Media usage habits now available from ABC research study | radioinfo

Media usage habits now available from ABC research study

Thursday 17 December, 2020

Just over half of all Australians (54%) trust journalists, while 32% do not trust them much and 15% do not trust them at all.

The figures come from the latest interactive data made available by the ABC from its national survey of nearly 55,000 people across every State and Territory and in every federal electorate.

Recent immigrants don’t trust journalists very much, but those who have been here longer have more trust. Perhaps this is due to the countries where recent immigrants come from, where media is less free and journalists are less scrupulous.

All age groups trust journalists at roughly the same rate, there is very little variation for older or younger respondents. Women trust journalists more than men.

87% of respondents say there is a lot of bias in the way the Australian media cover important issues, with the figure fairly consistent across all age groups.

49% say Australian media generally do a good job of keeping people informed about important issues. Older audiences are more likely to feel that way, while 25-39 year olds are less likely to.

Politicians are trusted less than journos, with 81% of those surveyed trusting them ‘not much’ or ‘not at all.’

While celebrities get lots of coverage and sell products, their trust level is very low with the sceptical Australian public, who can see through the veneer of the cult of celebrity. 91% of respondents trust celebrities ‘not much’ and ‘not at all,’ in the media and politics category of the data analysis.

Scientists, doctors and nurses are the most trusted professions.

67% of respondents say they follow news and current affairs daily. 

Radio is ‘most used’ by 13% of Australians to keep them informed.

News websites (38%) are the most used for information, followed by television (25%), social media (17%) then radio (13%), newspapers (3%) then podcasts (2%). 18-29 year olds use radio less, while older demographics use it more.

The results of Australia’s largest ever national survey are now available to all Australians to explore with the launch of the ABC’s Australia Talks Data Explorer.
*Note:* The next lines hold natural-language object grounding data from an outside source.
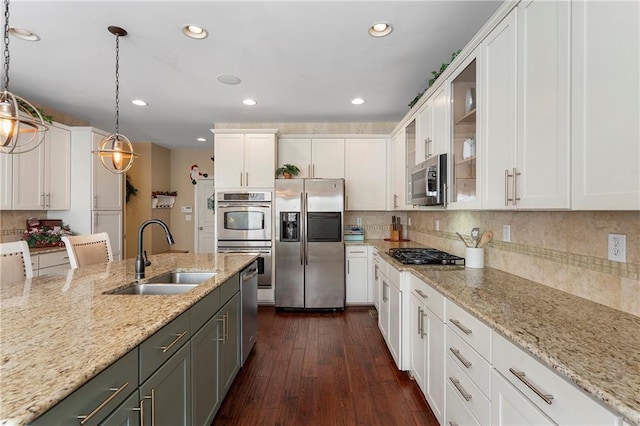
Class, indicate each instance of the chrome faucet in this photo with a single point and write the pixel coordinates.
(140, 262)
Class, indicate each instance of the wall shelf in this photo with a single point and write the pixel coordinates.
(163, 202)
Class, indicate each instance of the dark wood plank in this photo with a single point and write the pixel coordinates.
(322, 368)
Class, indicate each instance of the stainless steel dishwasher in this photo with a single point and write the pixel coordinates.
(249, 298)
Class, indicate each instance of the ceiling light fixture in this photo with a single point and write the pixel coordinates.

For last year’s Australia Talks project, nearly 55,000 people across every State and Territory and in every federal electorate were asked almost 500 questions about their attitudes, behaviours and experiences across a broad range of topics -- including health, happiness, relationships, racism, cost of living, work, national identity and values.

In its scale and scope it was unprecedented in Australia, reflecting the opinions of a far larger sample of the population than is captured by conventional public opinion research, aiming to create a better understanding of modern Australian life.

The dataset is a valuable and significant contribution to Australian social science research. The online tool was developed by ABC News Story Lab and is easy and engaging to use.

All data are aggregated and anonymised so individuals are not identifiable.